This repository provides a naive implementation of the cross-modal few-shot learning approach presented in this paper https://arxiv.org/pdf/2301.06267.pdf. The primary goal of this paper is to improve few-shot learning. In this implementation, we demonstrated that the technique also enhances the classifier's accuracy in a non few-shot settings while harnessing the significant boost of inference speed compare to methods that don't leverage the power of pre-trained embedding models such as CLIP.
Multimodal Foundation: Utilizes models like CLIP that map different modalities to the same representation space. Like the paper, this implementation supports the embedding of three modalities: visual, textual, and audio.
Cross-modal Adaptation: A simple approach that learns from the embedded examples across different modalities using shallow classifiers.
Enhanced Classifier: Our experiments (though many aspects of the design should be made more rigorous and improved) showed superiority in accuracy using an image-text classifier compare to a fresh ResNet50 (image only) and a further-trained top-ranked classifier by https://www.kaggle.com/vlomme (audio only) on a curated subset of Cornell Birdcall Identification dataset.
LLM Prompting: We have considered using LLM prompting techniques to generate textual data that aligns with how CLIP are trained for further experiments to see whether this can be an effective model-improving strategy. Segmentation Techniques: Segmentation techniques like SAM have also been thought of to improve the quality and robustness of image data but haven't been implemented yet.

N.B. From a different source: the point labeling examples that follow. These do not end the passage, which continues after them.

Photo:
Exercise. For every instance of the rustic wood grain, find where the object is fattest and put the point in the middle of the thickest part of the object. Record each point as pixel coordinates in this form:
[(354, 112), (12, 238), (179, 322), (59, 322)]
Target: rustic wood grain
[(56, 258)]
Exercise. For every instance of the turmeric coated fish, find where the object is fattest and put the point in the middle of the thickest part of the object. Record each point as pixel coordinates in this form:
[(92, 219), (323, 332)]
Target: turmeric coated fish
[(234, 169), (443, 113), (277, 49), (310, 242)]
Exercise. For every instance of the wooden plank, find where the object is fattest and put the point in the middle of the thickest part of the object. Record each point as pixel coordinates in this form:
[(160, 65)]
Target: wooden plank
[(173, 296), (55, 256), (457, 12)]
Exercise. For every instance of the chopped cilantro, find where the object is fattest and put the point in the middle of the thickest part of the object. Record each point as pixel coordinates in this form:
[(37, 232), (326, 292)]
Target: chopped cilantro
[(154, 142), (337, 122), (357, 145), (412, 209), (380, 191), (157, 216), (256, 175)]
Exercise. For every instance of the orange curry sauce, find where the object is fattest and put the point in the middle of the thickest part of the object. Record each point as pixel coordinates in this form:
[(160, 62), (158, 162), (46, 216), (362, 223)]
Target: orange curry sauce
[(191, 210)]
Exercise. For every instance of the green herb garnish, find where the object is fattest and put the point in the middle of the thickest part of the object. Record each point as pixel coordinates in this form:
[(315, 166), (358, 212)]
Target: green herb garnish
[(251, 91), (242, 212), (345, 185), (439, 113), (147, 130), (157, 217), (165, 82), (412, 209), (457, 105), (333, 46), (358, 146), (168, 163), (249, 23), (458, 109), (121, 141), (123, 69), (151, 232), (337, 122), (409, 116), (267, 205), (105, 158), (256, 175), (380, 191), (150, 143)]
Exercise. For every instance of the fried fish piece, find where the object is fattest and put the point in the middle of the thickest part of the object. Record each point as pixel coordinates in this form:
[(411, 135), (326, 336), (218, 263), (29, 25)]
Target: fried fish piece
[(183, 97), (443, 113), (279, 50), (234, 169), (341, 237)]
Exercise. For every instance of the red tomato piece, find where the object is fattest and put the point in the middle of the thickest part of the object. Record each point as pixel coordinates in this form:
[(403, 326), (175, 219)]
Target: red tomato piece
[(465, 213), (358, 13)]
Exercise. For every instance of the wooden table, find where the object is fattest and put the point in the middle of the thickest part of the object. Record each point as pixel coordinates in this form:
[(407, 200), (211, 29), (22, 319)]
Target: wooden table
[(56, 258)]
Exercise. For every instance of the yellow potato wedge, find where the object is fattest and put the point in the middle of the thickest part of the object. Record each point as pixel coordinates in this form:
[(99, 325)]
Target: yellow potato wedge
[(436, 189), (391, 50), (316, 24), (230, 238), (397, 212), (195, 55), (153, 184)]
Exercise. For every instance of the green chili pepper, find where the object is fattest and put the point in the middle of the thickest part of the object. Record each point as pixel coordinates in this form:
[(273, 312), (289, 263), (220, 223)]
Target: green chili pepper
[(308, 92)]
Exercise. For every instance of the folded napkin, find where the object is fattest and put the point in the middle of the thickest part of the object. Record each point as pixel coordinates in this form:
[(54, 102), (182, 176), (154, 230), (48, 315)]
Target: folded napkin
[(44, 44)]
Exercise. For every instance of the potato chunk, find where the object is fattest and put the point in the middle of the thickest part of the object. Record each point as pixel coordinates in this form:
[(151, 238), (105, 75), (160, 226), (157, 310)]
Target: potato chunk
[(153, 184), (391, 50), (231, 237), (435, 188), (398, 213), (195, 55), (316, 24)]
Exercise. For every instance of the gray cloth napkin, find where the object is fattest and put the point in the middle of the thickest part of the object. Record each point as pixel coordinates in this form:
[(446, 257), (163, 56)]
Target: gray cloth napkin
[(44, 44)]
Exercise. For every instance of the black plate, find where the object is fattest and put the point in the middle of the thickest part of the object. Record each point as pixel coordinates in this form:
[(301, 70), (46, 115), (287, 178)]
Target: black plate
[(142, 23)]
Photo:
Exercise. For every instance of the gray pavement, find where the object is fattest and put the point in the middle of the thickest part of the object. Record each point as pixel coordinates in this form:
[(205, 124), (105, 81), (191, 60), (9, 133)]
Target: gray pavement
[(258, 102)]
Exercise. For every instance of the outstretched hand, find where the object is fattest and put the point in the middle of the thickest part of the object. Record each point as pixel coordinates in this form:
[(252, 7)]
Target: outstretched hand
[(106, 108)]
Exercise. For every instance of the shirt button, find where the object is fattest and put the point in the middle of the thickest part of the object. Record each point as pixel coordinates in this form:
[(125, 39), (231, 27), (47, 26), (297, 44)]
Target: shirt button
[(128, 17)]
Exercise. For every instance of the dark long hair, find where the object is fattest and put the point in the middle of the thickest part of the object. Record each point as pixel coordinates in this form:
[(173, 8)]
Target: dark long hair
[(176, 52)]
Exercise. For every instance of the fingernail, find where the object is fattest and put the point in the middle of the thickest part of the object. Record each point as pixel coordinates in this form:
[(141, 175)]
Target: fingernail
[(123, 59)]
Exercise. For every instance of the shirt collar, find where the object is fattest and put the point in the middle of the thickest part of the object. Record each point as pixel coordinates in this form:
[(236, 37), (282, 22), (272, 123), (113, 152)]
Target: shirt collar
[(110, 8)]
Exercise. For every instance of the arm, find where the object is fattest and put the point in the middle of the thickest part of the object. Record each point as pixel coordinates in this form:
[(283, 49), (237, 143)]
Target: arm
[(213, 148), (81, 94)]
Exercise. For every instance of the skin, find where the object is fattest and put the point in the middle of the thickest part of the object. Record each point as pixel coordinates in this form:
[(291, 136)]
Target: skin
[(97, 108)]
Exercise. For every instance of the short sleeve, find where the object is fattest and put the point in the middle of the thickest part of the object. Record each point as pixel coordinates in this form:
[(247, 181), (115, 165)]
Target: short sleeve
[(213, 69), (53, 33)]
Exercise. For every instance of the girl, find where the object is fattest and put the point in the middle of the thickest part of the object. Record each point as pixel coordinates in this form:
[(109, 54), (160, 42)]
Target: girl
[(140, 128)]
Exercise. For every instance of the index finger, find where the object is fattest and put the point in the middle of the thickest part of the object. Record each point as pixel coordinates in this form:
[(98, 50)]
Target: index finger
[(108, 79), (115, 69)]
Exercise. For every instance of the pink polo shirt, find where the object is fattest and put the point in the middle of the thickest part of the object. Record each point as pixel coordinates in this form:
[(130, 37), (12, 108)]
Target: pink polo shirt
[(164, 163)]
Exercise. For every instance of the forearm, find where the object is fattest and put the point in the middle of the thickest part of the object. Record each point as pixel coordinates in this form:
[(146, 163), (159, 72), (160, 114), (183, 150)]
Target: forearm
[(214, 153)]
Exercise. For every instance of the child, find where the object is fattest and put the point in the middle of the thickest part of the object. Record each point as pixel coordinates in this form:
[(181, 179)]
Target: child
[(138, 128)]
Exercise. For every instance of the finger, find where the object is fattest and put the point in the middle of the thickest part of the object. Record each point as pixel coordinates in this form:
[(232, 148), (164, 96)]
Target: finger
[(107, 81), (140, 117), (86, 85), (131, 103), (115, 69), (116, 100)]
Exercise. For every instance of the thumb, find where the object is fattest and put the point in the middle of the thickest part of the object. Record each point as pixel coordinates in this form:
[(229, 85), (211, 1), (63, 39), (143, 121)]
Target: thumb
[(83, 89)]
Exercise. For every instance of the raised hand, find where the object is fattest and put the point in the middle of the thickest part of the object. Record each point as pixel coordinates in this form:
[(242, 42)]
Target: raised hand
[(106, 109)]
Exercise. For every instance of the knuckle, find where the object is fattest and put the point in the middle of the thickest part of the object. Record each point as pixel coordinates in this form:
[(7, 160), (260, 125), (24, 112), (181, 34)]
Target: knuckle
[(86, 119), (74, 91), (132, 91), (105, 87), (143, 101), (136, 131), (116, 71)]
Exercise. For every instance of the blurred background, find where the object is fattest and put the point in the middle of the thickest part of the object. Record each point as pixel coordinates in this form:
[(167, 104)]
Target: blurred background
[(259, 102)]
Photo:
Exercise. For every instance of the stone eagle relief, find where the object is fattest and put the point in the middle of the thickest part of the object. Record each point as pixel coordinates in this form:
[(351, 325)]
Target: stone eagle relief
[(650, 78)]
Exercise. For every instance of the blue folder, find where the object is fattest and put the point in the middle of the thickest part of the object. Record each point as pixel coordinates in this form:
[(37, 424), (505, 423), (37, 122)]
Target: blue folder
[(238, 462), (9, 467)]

To set up the dependencies for the project, please follow the instructions below:
-
Open your command prompt or terminal.
-
Navigate to the project directory.
-
Run the command
conda env create -f environment.yml
. This will create a new conda environment with the name specified in theenvironment.yml
file, and install all the necessary dependencies. -
Once the installation is complete, activate the environment by running the command
conda activate <environment-name>
. Replace<environment-name>
with the name of the environment created in step 3. -
You're now ready to use the project with all the required dependencies installed.
Note: Make sure you have conda installed on your system before following the above steps.